The model should run to completion and produce a hydrograph at the outlet. If the model runs but does not produce flow at the outlet, then either increase the total time of your simulation, your rainfall duration, or your rainfall intensity and rerun the model. Do this until there is output. The model may or may not run to completion as flow is produced.
If the model does run to completion, use the methods described in Chapter 14, Post-processing, to view the outlet hydrograph and the overland flow depth maps. These maps are useful for locating problem areas in the watershed and comparing areas of ponded water to independent topographic data. If water is ponded on the watershed at the end of the simulation (ponded water shows up as blue areas on the overland flow depth maps), compare these locations to topological maps and ensure that the ponded areas correspond to real depressions. If these areas should drain, you may have to go back and do more smoothing on the DEM or manually edit the values of elevation in the affected grid cells, as discussed in Chapter 2. Even if the ponding areas correspond to natural depressions, you may still wish to smooth the DEM or edit the grid elevations to drain these areas, as computation of overland flow with significant backwater effects requires a small time-step. Experience has shown that DEM smoothing has minimal effect on streamflow predictions.
If the overland flow routine crashes, information on problem areas will be printed to the screen and also to the run summary file. If the overland flow module will not run you can try to change the overland flow routing method to ADE-PC, reduce the time-step, or decrease the uniform rainfall intensity or duration. If the model will not run with a small time-step and the very stable ADE-PC overland flow routine, the depth maps should be consulted to identify potential problems in the watershed. The DEM may be smoothed using algorithms in the WMS software, or the elevations in the grid may also be manually edited.
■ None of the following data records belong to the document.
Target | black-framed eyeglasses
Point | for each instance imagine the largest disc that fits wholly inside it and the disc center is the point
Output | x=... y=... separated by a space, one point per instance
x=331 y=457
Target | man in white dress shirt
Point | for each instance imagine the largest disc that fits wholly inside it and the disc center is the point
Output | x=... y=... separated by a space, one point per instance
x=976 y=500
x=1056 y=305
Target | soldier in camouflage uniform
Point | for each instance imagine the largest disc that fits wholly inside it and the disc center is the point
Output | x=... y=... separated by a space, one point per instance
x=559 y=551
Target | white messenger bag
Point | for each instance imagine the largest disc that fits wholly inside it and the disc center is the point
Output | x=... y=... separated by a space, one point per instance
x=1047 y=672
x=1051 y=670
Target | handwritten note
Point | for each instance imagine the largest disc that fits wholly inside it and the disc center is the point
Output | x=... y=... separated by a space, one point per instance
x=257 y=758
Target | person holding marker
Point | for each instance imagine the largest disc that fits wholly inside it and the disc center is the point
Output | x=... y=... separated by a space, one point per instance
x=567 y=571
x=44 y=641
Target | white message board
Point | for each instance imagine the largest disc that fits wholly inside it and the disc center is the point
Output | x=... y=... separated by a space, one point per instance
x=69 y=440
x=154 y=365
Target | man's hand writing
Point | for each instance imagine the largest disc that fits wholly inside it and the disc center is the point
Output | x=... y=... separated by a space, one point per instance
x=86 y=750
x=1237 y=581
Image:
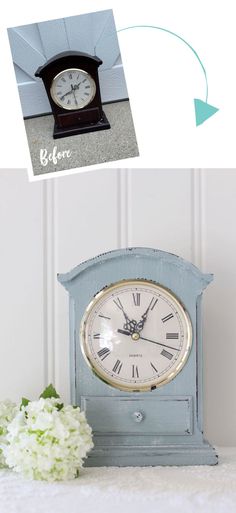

The information provided by GSSHA will tell you where to target editing of grid cell elevations. Zoom in on these identified problem areas; turn on the color fill contours, and display the grid cell elevations. You may have to remove flat spots, dams, or depressions that are causing the overland flow model to crash. If water is ponding along the edge of the watershed, these cells will either have to be removed from the grid or raised in elevation. Another potential solution to making the overland flow module run is to increase the grid size, which will reduce the Courant number and smooth the elevations in the model.